You can look a long time for someone who has a real working Glen of Imaal terrier and still come up blank.
The reason: the dog is rare all over (there are only about 3,000 worldwide) and always has been, the dog is too large to work most fox dens (it was never used much for hunting, but instead was used for badger baiting which is quite different), and badger digging has been illegal in the UK and Eire for about 40 years.
So what to do? Up to now, the dog has mostly been a show dog, with a few animals being used for occassional bushing or ratting.
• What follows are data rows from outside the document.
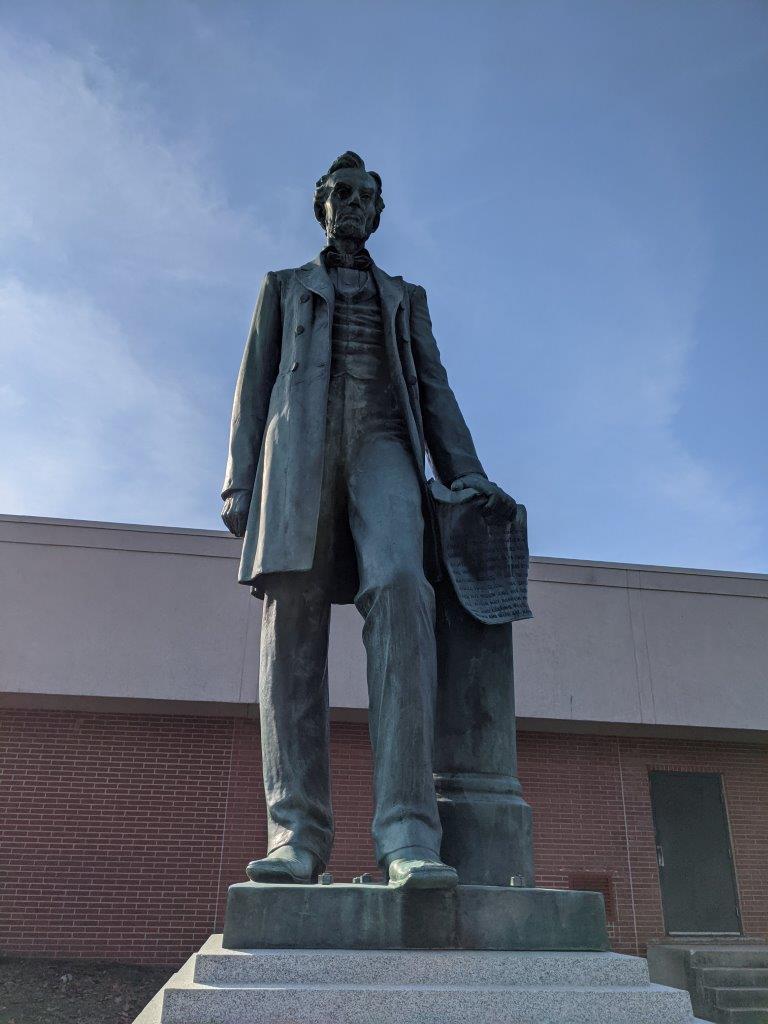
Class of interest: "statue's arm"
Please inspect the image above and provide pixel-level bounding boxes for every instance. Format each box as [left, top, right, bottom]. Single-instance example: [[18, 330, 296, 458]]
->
[[221, 272, 283, 537], [411, 285, 517, 519], [410, 285, 485, 486]]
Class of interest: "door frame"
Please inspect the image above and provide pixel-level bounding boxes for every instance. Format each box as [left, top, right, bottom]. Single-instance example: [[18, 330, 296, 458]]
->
[[648, 768, 744, 938]]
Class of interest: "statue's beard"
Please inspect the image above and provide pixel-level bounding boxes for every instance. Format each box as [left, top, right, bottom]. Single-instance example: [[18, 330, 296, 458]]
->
[[328, 210, 371, 242]]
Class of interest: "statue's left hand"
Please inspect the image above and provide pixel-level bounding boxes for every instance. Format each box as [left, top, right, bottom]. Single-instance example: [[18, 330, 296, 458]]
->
[[221, 490, 251, 537], [451, 473, 517, 520]]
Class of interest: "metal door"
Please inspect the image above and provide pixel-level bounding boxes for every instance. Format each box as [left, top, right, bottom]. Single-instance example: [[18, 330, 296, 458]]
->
[[650, 771, 741, 935]]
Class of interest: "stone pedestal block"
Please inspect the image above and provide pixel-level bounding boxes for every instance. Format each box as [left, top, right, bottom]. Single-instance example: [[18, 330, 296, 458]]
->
[[134, 937, 693, 1024], [434, 582, 534, 886], [223, 882, 608, 950]]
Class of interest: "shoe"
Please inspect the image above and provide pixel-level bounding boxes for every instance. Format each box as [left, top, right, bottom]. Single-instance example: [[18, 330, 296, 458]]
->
[[246, 845, 319, 886], [388, 857, 459, 891]]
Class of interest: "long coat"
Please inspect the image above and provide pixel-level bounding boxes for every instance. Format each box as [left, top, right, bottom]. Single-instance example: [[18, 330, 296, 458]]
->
[[222, 256, 483, 601]]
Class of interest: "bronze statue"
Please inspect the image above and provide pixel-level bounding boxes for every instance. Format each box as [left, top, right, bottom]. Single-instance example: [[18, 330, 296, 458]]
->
[[222, 153, 516, 889]]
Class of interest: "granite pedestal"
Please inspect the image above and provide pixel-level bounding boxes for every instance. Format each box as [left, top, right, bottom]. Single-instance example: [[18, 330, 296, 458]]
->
[[134, 937, 693, 1024]]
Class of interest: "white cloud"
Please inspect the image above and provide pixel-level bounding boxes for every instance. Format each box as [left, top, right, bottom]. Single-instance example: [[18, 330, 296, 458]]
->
[[0, 31, 260, 281], [0, 280, 215, 524]]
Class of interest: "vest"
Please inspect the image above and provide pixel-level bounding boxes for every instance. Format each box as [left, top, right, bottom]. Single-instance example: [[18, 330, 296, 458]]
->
[[331, 267, 389, 381]]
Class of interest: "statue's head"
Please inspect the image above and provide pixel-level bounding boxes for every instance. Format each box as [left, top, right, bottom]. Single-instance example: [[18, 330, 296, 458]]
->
[[314, 152, 384, 243]]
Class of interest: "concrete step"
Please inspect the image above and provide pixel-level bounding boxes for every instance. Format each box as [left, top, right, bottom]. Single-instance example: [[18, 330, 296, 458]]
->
[[719, 1008, 768, 1024], [690, 946, 768, 970], [194, 936, 650, 988], [712, 988, 768, 1010], [134, 935, 694, 1024], [161, 983, 691, 1024], [697, 967, 768, 988]]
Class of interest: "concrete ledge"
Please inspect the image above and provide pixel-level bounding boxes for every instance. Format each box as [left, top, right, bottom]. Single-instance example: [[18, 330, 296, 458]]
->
[[134, 937, 694, 1024], [223, 882, 608, 950]]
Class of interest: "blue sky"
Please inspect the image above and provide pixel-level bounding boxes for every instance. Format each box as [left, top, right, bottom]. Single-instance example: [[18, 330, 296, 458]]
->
[[0, 0, 768, 572]]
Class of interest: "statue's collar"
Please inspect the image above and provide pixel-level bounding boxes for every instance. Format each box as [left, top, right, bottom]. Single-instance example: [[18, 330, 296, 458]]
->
[[297, 252, 402, 313]]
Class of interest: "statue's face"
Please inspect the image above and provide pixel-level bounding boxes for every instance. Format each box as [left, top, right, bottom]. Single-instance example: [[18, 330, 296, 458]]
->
[[326, 167, 376, 242]]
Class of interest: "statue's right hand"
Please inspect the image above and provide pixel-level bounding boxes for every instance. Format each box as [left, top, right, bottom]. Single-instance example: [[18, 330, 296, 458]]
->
[[221, 490, 251, 537]]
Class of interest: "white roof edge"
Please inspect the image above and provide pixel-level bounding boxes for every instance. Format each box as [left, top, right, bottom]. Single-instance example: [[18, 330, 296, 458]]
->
[[0, 513, 768, 581]]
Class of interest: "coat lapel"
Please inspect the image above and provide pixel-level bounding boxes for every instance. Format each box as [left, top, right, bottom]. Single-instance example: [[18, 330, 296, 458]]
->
[[371, 263, 402, 333], [298, 254, 334, 309]]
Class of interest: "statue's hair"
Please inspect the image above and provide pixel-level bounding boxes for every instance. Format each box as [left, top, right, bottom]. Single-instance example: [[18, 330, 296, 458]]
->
[[314, 150, 384, 231]]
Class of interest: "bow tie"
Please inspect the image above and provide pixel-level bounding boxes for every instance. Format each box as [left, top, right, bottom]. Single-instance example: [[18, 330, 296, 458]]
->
[[323, 248, 373, 270]]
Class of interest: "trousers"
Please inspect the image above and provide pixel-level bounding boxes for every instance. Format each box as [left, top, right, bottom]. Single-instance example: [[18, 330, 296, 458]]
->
[[259, 373, 441, 866]]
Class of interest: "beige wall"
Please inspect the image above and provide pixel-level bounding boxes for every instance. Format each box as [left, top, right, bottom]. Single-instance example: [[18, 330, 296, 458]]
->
[[0, 516, 768, 730]]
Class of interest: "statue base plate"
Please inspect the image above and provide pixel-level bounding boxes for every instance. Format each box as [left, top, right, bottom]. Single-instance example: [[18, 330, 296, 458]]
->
[[223, 882, 609, 950]]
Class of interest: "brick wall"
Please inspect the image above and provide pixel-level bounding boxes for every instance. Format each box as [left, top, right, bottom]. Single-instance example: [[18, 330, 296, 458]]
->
[[0, 711, 768, 964]]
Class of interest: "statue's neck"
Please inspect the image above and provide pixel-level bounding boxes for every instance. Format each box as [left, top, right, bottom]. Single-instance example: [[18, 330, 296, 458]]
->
[[326, 236, 368, 256]]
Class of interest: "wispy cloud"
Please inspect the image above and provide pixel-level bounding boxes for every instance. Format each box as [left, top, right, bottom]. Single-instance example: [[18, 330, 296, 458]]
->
[[0, 32, 260, 281], [0, 280, 213, 524]]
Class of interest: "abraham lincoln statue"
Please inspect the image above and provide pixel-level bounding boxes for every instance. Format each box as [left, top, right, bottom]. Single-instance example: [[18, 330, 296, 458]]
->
[[222, 153, 515, 890]]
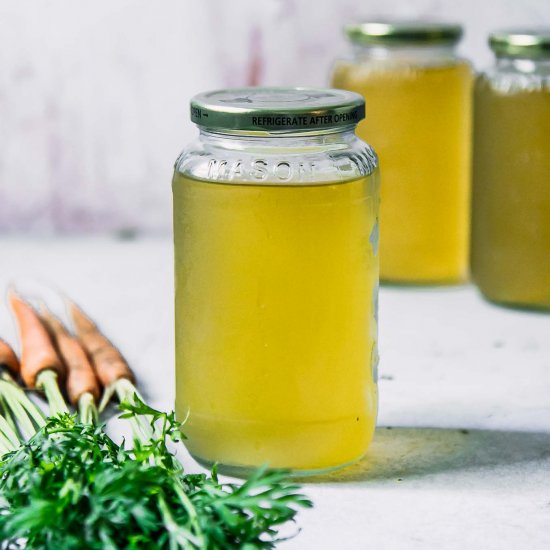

Now, however, the Irish press in Wicklow reports (on the front page, no less) that the Irish Glen of Imaal Sporting Terrier Club of Ireland believes it can make the dog popular again by ginning up weight-pulling contests for the dog.
In these weight-pulling contests, the dogs are harnessed up a bit like eskimo sled dogs, and are urged to pull a weighted-down sleigh a short distance to showcase their determination.
I have written before about the absence of the Glen of Imaal terrier in the field, and the rise of pulling trials as a way of creating some fake proximity to the "work" of badger baiting; see here and the other links by clicking on the label below.
Now, it seems, the fakery has come home to the Wicklow valley itself. No harm done, of course; the Glen of Imaal was never a true working terrier, and if they invent a new game for the dog in the absence of badger-baiting and turnspits, more power to them.